The MoJ’s recent consultation paper authors chose not to include the best estimates of unreported casualties. In it, the government department said that claims have gone up by claims have gone up by 50% since 2006, despite the fact that there has been a 26% decline in accidents.
“This increase [in claims] over the last decade has coincided with a decrease in RTAs reported to the police from around 190,000 in 2006 to around 142,000 in 2015,” said the consultation’s authors.
However, DfT figures recently published in Parliament in response to a Parliamentary Question from Louise Ellman MP, chair of the Transport Select Committee, have, says MASS, undermined the MoJ’s argument.

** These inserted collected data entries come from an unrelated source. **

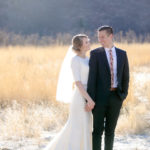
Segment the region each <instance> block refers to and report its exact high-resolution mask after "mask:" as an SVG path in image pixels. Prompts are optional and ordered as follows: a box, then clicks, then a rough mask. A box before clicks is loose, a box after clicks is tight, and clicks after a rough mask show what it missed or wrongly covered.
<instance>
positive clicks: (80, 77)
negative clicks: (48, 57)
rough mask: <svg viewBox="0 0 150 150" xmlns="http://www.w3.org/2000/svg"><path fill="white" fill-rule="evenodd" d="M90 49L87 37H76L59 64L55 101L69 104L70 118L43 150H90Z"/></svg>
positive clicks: (90, 120)
mask: <svg viewBox="0 0 150 150" xmlns="http://www.w3.org/2000/svg"><path fill="white" fill-rule="evenodd" d="M89 49H90V43H89V38H88V36H86V35H84V34H78V35H75V36H74V37H73V38H72V46H71V47H70V48H69V50H68V53H67V55H66V57H65V59H64V62H63V64H62V68H61V71H60V75H59V80H58V86H57V95H56V99H57V100H59V101H62V102H70V103H71V104H70V112H69V118H68V121H67V123H66V124H65V126H64V127H63V129H62V130H61V131H60V132H59V133H58V134H57V135H56V136H55V137H54V138H53V139H52V141H51V142H50V143H49V144H48V146H47V147H46V148H45V150H92V129H93V124H92V122H93V120H92V112H91V110H92V109H93V108H94V105H95V103H94V101H93V100H92V99H91V97H90V96H89V95H88V93H87V92H86V88H87V80H88V72H89V66H88V63H89V58H88V57H86V52H87V51H88V50H89Z"/></svg>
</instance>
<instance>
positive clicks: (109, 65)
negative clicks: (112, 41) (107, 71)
mask: <svg viewBox="0 0 150 150" xmlns="http://www.w3.org/2000/svg"><path fill="white" fill-rule="evenodd" d="M109 50H110V48H105V52H106V56H107V60H108V64H109V67H110V56H109ZM111 50H112V56H113V70H114V84H113V88H116V87H117V85H118V81H117V54H116V49H115V47H114V46H113V47H112V48H111Z"/></svg>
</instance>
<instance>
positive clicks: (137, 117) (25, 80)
mask: <svg viewBox="0 0 150 150" xmlns="http://www.w3.org/2000/svg"><path fill="white" fill-rule="evenodd" d="M98 46H99V45H98V44H93V45H92V46H91V47H92V49H94V48H96V47H98ZM116 46H117V47H120V48H121V49H125V50H126V51H127V54H128V58H129V64H130V72H131V79H130V88H129V95H128V97H127V99H126V101H125V102H124V109H123V111H122V113H124V115H123V117H122V118H121V119H120V120H121V121H123V122H124V123H119V129H118V133H122V130H124V131H127V132H128V131H129V129H131V128H132V129H133V130H132V131H131V132H132V133H139V132H141V131H143V130H144V128H145V127H147V124H146V125H145V126H142V123H143V122H141V119H143V118H142V115H144V114H145V113H146V112H147V111H148V110H147V107H146V106H145V105H144V104H143V105H138V100H137V98H135V96H134V91H135V90H136V89H135V87H134V85H133V84H132V83H133V78H132V72H133V71H134V68H135V67H140V66H142V65H149V64H150V44H148V43H144V44H138V43H134V44H121V43H116ZM67 49H68V46H63V45H62V46H57V45H56V46H46V47H36V46H26V47H23V46H13V47H12V46H9V47H1V48H0V104H1V110H0V124H1V126H0V132H1V135H2V136H4V137H6V138H8V137H10V136H13V135H16V136H26V137H28V136H29V137H32V136H39V135H40V134H41V133H42V132H43V131H44V130H45V131H47V130H48V131H49V130H53V129H57V130H59V129H60V128H61V127H62V126H63V124H64V123H65V122H66V120H67V117H68V105H66V104H61V103H58V102H56V100H55V94H56V85H57V79H58V74H59V70H60V66H61V63H62V60H63V58H64V56H65V53H66V52H67ZM145 86H146V87H147V89H148V86H147V85H145ZM144 93H145V94H146V95H147V96H148V97H149V98H150V95H149V92H148V91H144ZM137 106H138V107H137ZM133 107H136V109H132V108H133ZM137 112H138V113H137ZM125 124H126V125H125ZM125 128H128V129H125ZM139 130H140V131H139Z"/></svg>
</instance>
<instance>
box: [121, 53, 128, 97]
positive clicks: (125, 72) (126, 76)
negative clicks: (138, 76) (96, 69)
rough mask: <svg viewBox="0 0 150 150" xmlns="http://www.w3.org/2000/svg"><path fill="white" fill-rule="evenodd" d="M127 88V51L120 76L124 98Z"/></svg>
mask: <svg viewBox="0 0 150 150" xmlns="http://www.w3.org/2000/svg"><path fill="white" fill-rule="evenodd" d="M128 88H129V63H128V57H127V53H125V64H124V69H123V78H122V89H123V92H124V94H125V95H124V98H126V96H127V94H128Z"/></svg>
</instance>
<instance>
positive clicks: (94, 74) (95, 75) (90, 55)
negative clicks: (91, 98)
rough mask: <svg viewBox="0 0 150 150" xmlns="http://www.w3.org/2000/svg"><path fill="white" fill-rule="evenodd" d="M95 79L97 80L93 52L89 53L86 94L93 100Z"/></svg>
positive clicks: (96, 71)
mask: <svg viewBox="0 0 150 150" xmlns="http://www.w3.org/2000/svg"><path fill="white" fill-rule="evenodd" d="M96 79H97V60H96V53H95V50H94V51H91V53H90V61H89V77H88V87H87V92H88V93H89V95H90V97H91V98H92V99H93V100H94V101H96V100H95V97H96Z"/></svg>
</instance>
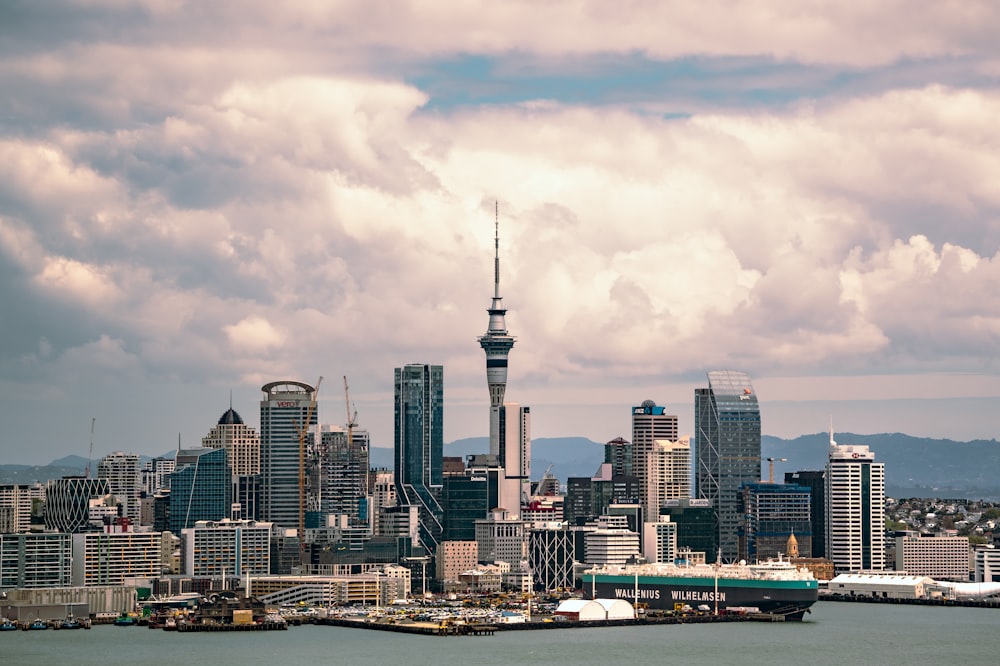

The figures, which MASS says have a 90% statistical reliability, show that between 2011 and 2015, around 460,000 “slight” injuries per year went unreported to the police, with around 60,000 serious injuries from RTAs also going unreported.
In addition, the DfT’s estimates that there are around 710,000 people injured in road traffic accidents (reported and unreported) each year. The DfT’s report, published 29 September 2016 says that “the current best estimate” is that around 710,000 people are injured to some degree in road traffic accidents each year. Of these, it goes on to say, only around 191,000 casualties are reported to the police and recorded in stats. This suggests that about 519,000 casualties are unreported a year, of which roughly 57,000 probably had a serious injury.
Simon Stanfield, chair of MASS, said: “It is hugely disappointing that the Ministry of Justice has adopted the tactic of selectively using DfT data to try and justify its attack upon the rights of motor accident victims. The DfT’s best estimate is that there are around 710,000 people injured on our roads each year, but the MoJ have cherry-picked the figures to suit their agenda.
“What we need is evidence-based policy to tackle the issues in the claims sector, not continued attempts to ignore the evidence of the number of road casualties to suit its policy agenda. With the evidence now before Parliament in black and white, the MoJ must now acknowledge that its evidence base for these proposals is seriously and perhaps fatally flawed.”